Child Care NEXT is identifying up to five states ripe for transformational change in their child care systems — and will work with teams in those states to bring that transformation to life.

The COVID-19 pandemic brought chaos and devastation to our nation’s child care system, and with it, the lives of children, families, providers, and early childhood educators. As many have said, the challenges experienced in families and communities were not caused by the pandemic.

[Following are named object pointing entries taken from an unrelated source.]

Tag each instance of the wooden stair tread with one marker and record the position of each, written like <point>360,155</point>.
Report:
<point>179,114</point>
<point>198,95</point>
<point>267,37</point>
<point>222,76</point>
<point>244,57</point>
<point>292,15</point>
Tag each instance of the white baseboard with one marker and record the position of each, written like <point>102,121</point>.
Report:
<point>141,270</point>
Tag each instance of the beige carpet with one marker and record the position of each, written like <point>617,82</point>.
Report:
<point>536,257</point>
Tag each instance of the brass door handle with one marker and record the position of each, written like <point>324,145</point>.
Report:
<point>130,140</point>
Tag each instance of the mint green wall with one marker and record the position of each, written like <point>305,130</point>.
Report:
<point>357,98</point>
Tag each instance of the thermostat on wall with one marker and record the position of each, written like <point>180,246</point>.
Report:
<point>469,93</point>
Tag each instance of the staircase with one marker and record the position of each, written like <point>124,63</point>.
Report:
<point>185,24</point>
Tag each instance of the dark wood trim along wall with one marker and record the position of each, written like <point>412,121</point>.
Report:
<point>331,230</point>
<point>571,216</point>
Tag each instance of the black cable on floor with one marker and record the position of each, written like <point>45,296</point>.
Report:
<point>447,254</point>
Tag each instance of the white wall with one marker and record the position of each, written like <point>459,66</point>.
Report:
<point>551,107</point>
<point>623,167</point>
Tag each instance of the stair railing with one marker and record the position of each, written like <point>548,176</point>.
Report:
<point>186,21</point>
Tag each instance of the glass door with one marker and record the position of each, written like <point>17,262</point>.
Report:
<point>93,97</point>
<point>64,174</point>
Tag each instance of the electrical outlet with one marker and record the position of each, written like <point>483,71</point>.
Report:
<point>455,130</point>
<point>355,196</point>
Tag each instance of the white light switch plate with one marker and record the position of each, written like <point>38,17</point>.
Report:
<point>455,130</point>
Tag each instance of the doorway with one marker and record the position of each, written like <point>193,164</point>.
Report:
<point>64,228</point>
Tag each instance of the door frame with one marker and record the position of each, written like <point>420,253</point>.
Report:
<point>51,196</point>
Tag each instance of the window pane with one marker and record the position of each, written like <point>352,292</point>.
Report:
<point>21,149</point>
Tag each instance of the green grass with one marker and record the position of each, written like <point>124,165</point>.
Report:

They are a direct result of poor policy and investment choices our country has been making for decades – choices that reflect our nation’s racist and sexist beliefs about the worth of early care and education, who should do this work, and whose responsibility it is to secure child care that is responsive to the needs of young children and their families. It is no surprise that the impacts of the pandemic fell disproportionately on providers, educators, families, and children in communities that have been marginalized because of their racial and/or economic background.

If our policy choices created the vulnerabilities and inequities we witnessed in the child care system during the pandemic, we can undo them and put in place stronger policies and systems. To do that, we cannot continue to tinker around the edges and settle for marginal improvements. We need to mount sustained advocacy campaigns that demand a more ambitious and bolder future.

Child Care NEXT will fund up to 5 states that are ready to take this on.

At the core, Child Care NEXT will support these states to:

    • Authentically listen, engage, and share leadership with people who are most affected by child care policies and systems;
    • Advocate for transformative state policies and investments that will serve children, families, providers, and educators effectively and equitably; and
    • Build a sustainable base of political power in communities and states that will ensure progress is durable.

“Parents, providers, and early-childhood advocates on the ground know what the right next-generation systems for their states are. This is an effort to ‘call the question,’ about what we mean when we say child care is essential and get on with the work of actual implementation — and proving to policymakers what this transformation can mean for a state.”